His Honour noted that the insurer had in their possession the DVD surveillance footage, and the reports of Dr Smith, prior to the Review Panel being convened. His Honour noted that should the insurer have chosen to do so they could have made available the DVD footage and report of Dr Smith to the members of the Review Panel.

Therefore, his Honour concluded that as the DVD and surveillance report were available to the insurer at the time of the review, the material could not be characterised as additional relevant information for the purposes of s 62(1)(a). His Honour noted that this information may have been additional information to the MAS Assessors and the plaintiff, however it was not new to the insurer.

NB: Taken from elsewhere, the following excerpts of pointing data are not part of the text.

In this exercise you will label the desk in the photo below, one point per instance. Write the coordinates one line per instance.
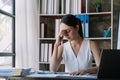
(50, 77)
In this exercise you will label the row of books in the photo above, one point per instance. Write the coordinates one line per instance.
(60, 6)
(85, 23)
(46, 52)
(49, 30)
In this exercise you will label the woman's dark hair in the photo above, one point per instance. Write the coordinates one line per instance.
(72, 21)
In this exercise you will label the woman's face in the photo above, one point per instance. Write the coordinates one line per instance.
(68, 31)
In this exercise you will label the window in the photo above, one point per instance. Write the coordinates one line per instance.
(7, 33)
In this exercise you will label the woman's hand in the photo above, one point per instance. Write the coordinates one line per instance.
(81, 72)
(59, 38)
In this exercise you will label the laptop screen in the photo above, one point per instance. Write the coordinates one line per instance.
(109, 64)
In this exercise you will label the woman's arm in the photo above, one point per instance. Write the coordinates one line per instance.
(56, 57)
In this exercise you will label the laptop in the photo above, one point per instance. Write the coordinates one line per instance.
(109, 64)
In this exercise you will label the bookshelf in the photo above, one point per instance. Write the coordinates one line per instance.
(51, 12)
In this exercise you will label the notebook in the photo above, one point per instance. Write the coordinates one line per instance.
(109, 64)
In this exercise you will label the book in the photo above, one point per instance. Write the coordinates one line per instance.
(85, 21)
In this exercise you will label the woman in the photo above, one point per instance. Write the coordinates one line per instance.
(77, 53)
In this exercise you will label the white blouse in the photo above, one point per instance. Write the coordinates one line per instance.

His Honour determined that the reports of Dr Smith were also not additional relevant information as they did not address any issue (as distinct from information) which had not already been assessed by the MAS Assessors.

His Honour noted at paragraph 47:

"An opinion on an issue already canvassed is not, of itself, additional relevant information".


When parties are making an Application for Further Assessment pursuant to s 62(1)(a) they will need to consider whether or not the additional relevant information is new to them, and not just new to the opposing party or MAS.

Both insurers and claimants will now need to ensure that all documents in their possession which they choose to rely upon, including surveillance footage, is made available to the MAS Assessor at the time of the assessment or to members of a Review Panel. Parties need to be aware that should they attempt to rely on material which they have previously withheld serving, in order to seek a Further Assessment, the application will not be accepted.